本田圭佑がベルギー戦に向けて決意を語った【写真:Getty Images】
日本代表は30日、ロシアワールドカップの決勝トーナメント1回戦・ベルギー戦に向けてキャンプ地・カザンで練習を行った。
28日のポーランド戦から中3日という過酷なスケジュールで、日本にとっての大きな壁だったベスト16を越えるための戦いに挑む。8年前の南アフリカ大会で同様の舞台を経験しているMF本田圭佑は、ベルギー戦に向けて「やれることは限られてますよね」と語る。
そのうえでもっとも重要になるのは「精神的な部分」だと述べ、「思い切ってやるってことはできると。それは2010年のパラグアイ戦でもできた。でも次の前に進まないといけない」と、今回のベスト8を目指す戦いの意義を説いた。
「僕自身、監督が言う『余力』というのはフィジカル的なものだけじゃないと思ってます。精神的なところで明らかに違うと。それは2010年を経験した選手がまだ何人もいるということが、明らかにビッグアドバンテージだということは間違いない。ただ、その余裕がある状況でチャレンジできるこの状態で勝てるかどうか、分が悪い戦力だと思うので、プラスアルファは必ず要求されるし、そこに果敢に思い切って楽しみながらプレーしたい」
本田は「強豪国と言われるようなブランドをこの近年で築いた」ベルギーと日本の実力を比較して、厳しい戦いになることを覚悟している。それを乗り越えるために必要なのが「楽しむ」ことだという。
「いくら経験していても、経験値だけで対応できないほどのシチュエーションというのは起こり得るので、そういう時ってとりあえず、右も左も分からずチャレンジなんですけど、人っていうのは。でもそこにただ単にチャレンジではなくて、なんかこう楽しみながらというか、遊び心を持ちながら、未知のチャレンジが次の試合では求められると思ってます」
日本はグループリーグを突破した16ヶ国の中で、唯一『11人の相手に勝っていないチーム』である。今度のベルギー戦は、格上の相手に勝たなければ次のラウンドに進めない。これまでとは全く質の違う戦いになる。

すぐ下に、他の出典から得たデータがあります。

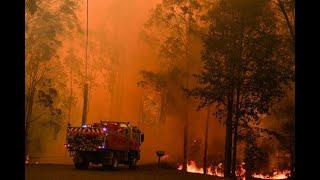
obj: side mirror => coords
[141,134,144,142]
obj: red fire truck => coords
[65,121,144,169]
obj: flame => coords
[252,170,291,179]
[177,161,291,180]
[160,154,169,160]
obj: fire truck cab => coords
[65,121,144,169]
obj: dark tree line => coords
[141,0,294,177]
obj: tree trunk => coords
[183,103,189,171]
[278,0,295,42]
[160,92,166,124]
[68,69,73,124]
[183,13,191,171]
[203,106,210,174]
[82,83,88,125]
[224,92,233,178]
[231,89,240,179]
[25,87,36,158]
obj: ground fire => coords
[177,161,290,180]
[65,121,144,169]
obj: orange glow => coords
[252,170,291,179]
[177,160,290,180]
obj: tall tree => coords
[25,0,80,158]
[189,0,293,177]
[145,0,200,171]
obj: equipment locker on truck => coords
[65,121,144,169]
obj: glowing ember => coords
[160,154,169,159]
[252,170,291,179]
[177,161,290,180]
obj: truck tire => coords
[73,153,89,169]
[129,157,138,169]
[111,153,119,170]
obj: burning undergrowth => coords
[177,160,291,180]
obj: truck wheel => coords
[111,153,119,170]
[129,157,138,169]
[73,153,89,169]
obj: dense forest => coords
[25,0,295,177]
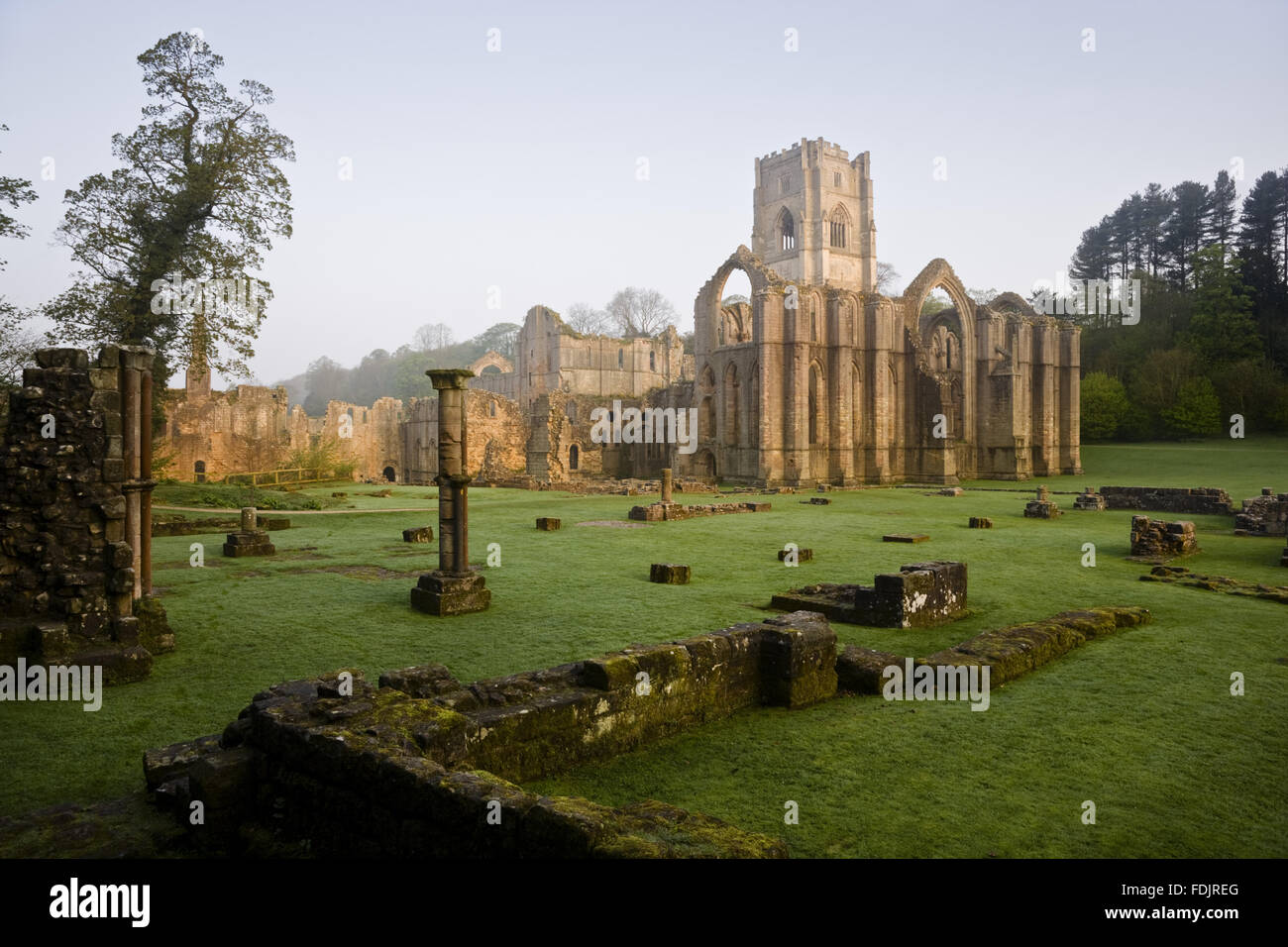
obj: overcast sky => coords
[0,0,1288,382]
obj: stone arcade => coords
[411,368,492,614]
[167,139,1082,487]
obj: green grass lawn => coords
[0,438,1288,857]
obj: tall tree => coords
[876,261,899,296]
[1212,167,1237,261]
[1164,180,1212,286]
[1141,183,1175,275]
[471,322,520,362]
[1239,171,1288,366]
[1069,217,1115,279]
[1188,244,1262,368]
[564,303,613,335]
[606,286,677,339]
[46,33,295,376]
[0,125,40,386]
[411,322,455,352]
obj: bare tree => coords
[564,303,612,335]
[877,261,899,296]
[411,322,455,352]
[608,286,677,339]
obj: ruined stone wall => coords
[1130,517,1199,562]
[1234,487,1288,536]
[159,385,292,481]
[162,385,406,481]
[399,388,527,484]
[321,398,404,481]
[0,346,172,684]
[515,305,686,406]
[770,562,966,627]
[1100,487,1234,515]
[145,613,836,857]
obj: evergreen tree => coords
[1164,180,1212,287]
[1237,171,1288,368]
[1141,184,1175,277]
[1186,245,1262,368]
[1069,217,1115,279]
[1212,167,1237,261]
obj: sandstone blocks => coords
[648,562,691,585]
[224,506,277,559]
[1130,517,1199,562]
[1024,487,1061,519]
[1073,487,1108,510]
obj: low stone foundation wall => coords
[770,562,966,627]
[152,515,291,536]
[1100,487,1234,515]
[1140,566,1288,605]
[836,605,1153,694]
[1130,517,1199,562]
[1234,488,1288,536]
[145,613,836,857]
[630,502,770,523]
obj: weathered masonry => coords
[0,346,174,684]
[170,139,1082,497]
[145,613,837,858]
[770,562,966,627]
[677,139,1082,485]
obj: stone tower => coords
[184,313,210,401]
[751,138,877,292]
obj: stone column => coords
[411,368,492,614]
[136,360,156,595]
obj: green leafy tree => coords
[1186,245,1262,368]
[471,322,519,362]
[1211,167,1239,259]
[1163,180,1212,286]
[44,33,295,376]
[1162,374,1221,438]
[1081,371,1130,441]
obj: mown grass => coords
[0,440,1288,857]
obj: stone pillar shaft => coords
[411,368,492,623]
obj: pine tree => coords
[1141,184,1176,277]
[1164,180,1212,287]
[1211,167,1237,261]
[44,33,295,374]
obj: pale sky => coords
[0,0,1288,384]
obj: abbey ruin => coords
[163,139,1082,487]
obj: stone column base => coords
[224,530,277,558]
[411,570,492,614]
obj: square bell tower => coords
[751,138,877,292]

本田は予期せぬアクシデントが起きた時に「質の高いプレー」が求められると考え、そこでプラスアルファを表現できるかは「一生懸命頑張るだけではないということを、どれだけ選手が理解して、ピッチで想定していた以外のことが起きた時にも対応できるか」にかかっていると語った。

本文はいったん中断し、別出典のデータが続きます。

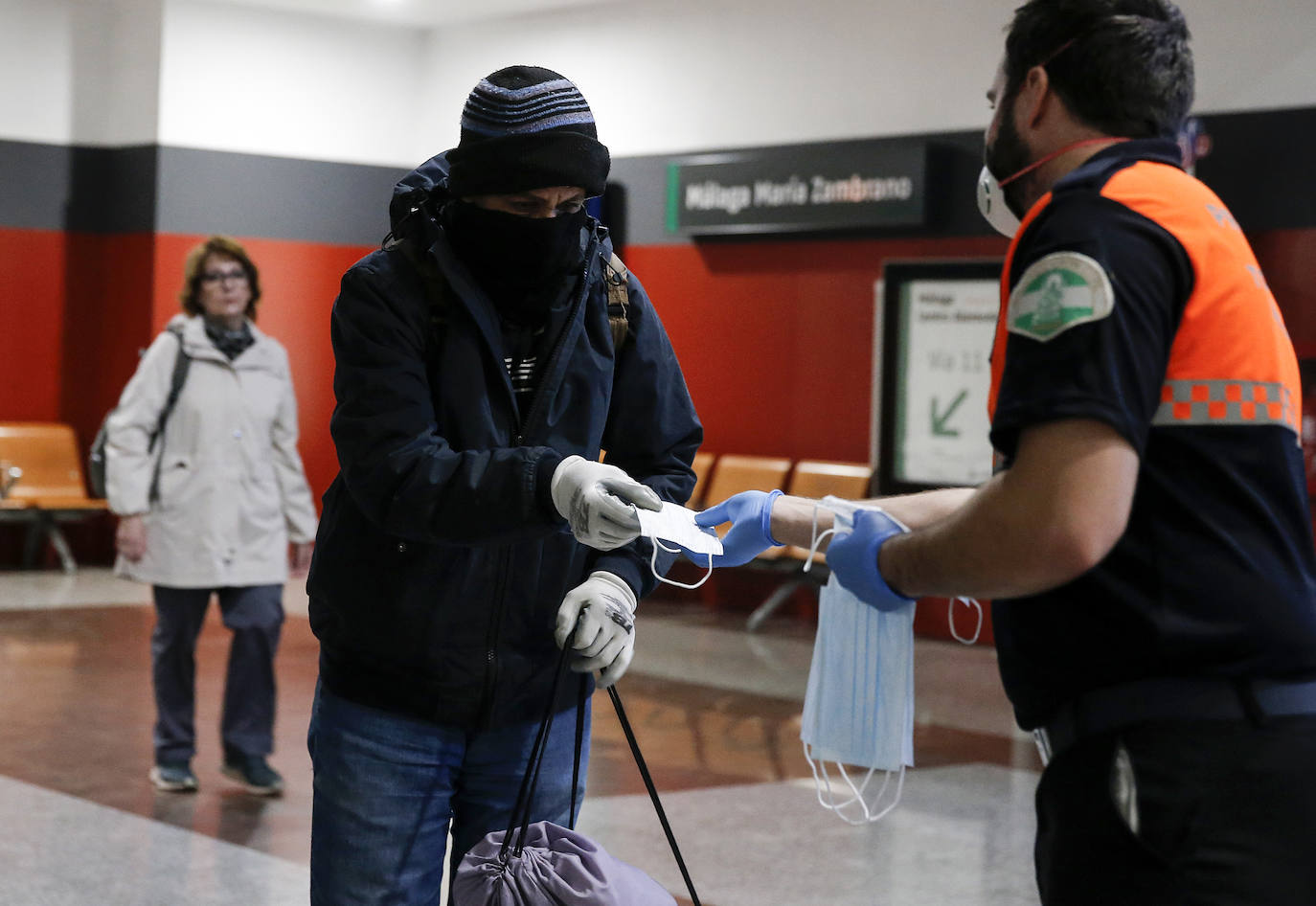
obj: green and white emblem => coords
[1010,251,1115,343]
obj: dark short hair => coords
[177,236,261,321]
[1004,0,1193,138]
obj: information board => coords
[668,138,929,236]
[877,260,1000,493]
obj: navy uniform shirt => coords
[991,141,1316,729]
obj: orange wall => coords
[626,237,1006,462]
[0,228,66,420]
[8,222,1316,568]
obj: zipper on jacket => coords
[514,236,599,447]
[479,547,511,727]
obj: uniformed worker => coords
[700,0,1316,906]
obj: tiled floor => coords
[0,570,1039,906]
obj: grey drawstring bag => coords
[453,649,700,906]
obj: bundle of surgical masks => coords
[800,497,982,825]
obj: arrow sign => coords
[930,389,968,438]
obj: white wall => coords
[0,0,162,146]
[0,0,73,145]
[426,0,1316,156]
[0,0,1316,166]
[159,0,426,165]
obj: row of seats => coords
[0,422,108,574]
[689,451,873,632]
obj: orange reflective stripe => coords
[1101,161,1302,433]
[987,192,1052,419]
[1151,380,1302,433]
[987,161,1302,446]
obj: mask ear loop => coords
[946,597,983,645]
[800,501,835,572]
[648,535,714,590]
[805,743,905,827]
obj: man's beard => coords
[983,98,1032,219]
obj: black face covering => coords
[442,201,587,324]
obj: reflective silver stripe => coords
[1151,380,1299,433]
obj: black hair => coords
[1004,0,1193,138]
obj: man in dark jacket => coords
[308,66,703,906]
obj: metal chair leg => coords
[745,578,805,632]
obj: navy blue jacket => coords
[306,155,703,727]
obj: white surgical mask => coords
[800,497,915,825]
[978,166,1020,239]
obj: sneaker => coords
[224,755,283,796]
[148,761,197,793]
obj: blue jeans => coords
[306,677,590,906]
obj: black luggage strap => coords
[497,636,701,906]
[1033,677,1316,764]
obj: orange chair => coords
[0,422,109,574]
[745,459,873,632]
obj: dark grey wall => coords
[155,147,407,246]
[8,108,1316,246]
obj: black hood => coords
[388,151,450,238]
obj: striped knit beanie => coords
[447,66,611,197]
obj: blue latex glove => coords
[687,490,782,567]
[821,498,918,610]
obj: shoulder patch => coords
[1008,251,1115,343]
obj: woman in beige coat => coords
[105,237,316,794]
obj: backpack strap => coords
[147,328,193,504]
[602,253,630,350]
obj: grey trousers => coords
[151,585,283,762]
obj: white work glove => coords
[553,571,636,689]
[549,456,662,551]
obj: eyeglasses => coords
[201,271,246,283]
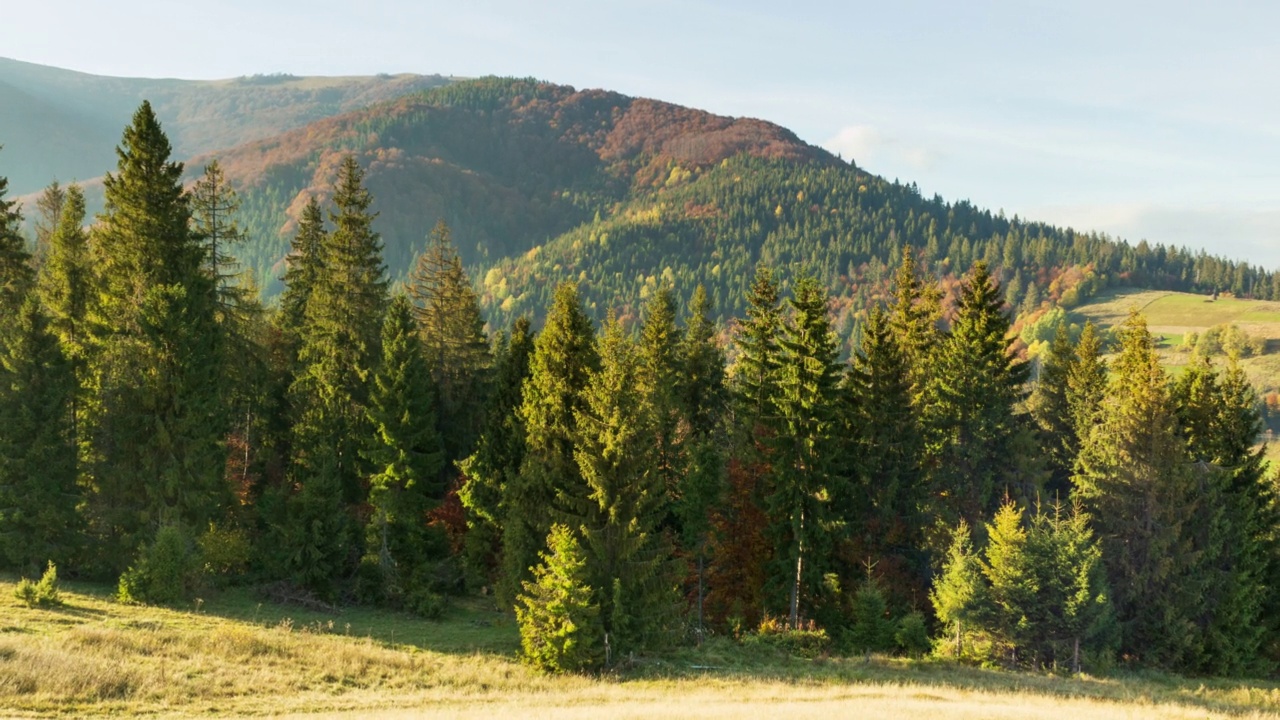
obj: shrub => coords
[196,523,252,584]
[893,612,933,657]
[742,615,831,657]
[516,525,604,673]
[13,560,63,607]
[116,525,200,605]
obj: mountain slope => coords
[0,58,448,195]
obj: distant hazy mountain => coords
[0,58,449,195]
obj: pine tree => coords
[929,520,987,657]
[1075,313,1204,666]
[888,250,942,405]
[87,102,229,570]
[365,295,444,588]
[191,160,248,313]
[279,196,326,360]
[33,181,66,269]
[410,220,493,466]
[503,283,600,599]
[458,318,534,591]
[576,315,677,653]
[636,286,686,528]
[0,297,83,571]
[516,524,604,673]
[0,155,33,316]
[1027,320,1080,497]
[767,271,840,628]
[840,306,928,605]
[37,184,93,415]
[923,263,1027,524]
[982,500,1041,664]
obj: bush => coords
[516,525,604,673]
[196,523,252,584]
[13,560,63,607]
[742,615,831,657]
[893,612,933,657]
[116,525,201,605]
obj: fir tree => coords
[1075,313,1204,666]
[365,295,444,588]
[0,155,33,316]
[576,316,677,653]
[923,263,1027,524]
[516,524,604,673]
[768,271,840,628]
[929,520,987,657]
[0,297,83,571]
[88,102,229,569]
[458,318,534,591]
[410,220,492,465]
[503,283,600,599]
[840,306,927,603]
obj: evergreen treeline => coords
[0,104,1280,674]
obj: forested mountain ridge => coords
[188,78,1276,341]
[0,58,449,195]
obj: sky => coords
[0,0,1280,268]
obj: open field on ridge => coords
[0,578,1280,720]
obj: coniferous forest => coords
[0,104,1280,675]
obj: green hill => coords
[0,58,448,195]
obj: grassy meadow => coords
[0,578,1280,720]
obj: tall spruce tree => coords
[767,277,841,628]
[576,315,678,656]
[88,102,229,570]
[0,296,83,571]
[923,263,1027,527]
[0,155,33,316]
[503,283,600,592]
[365,295,444,593]
[458,318,534,591]
[410,220,493,468]
[840,306,927,605]
[1075,311,1206,666]
[282,156,387,593]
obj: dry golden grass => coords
[0,582,1280,720]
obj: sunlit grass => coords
[0,582,1280,720]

「少なくともベルギーを見たくて(日本との試合を)見る人は世界中にそれなりにいるでしょうし、それをうまく利用してね、日本がどれだけサプライズを与えられるか」
コロンビアから勝ち点3をもぎ取り、セネガルと2-2の激闘を演じて勝ち点1を確保し、FIFAランキング61位ながら決勝トーナメント進出を果たした以上の驚きをもたらせるか。日本にとっても本田にとっても未知の領域へ足を踏み入れるための戦いが始まる。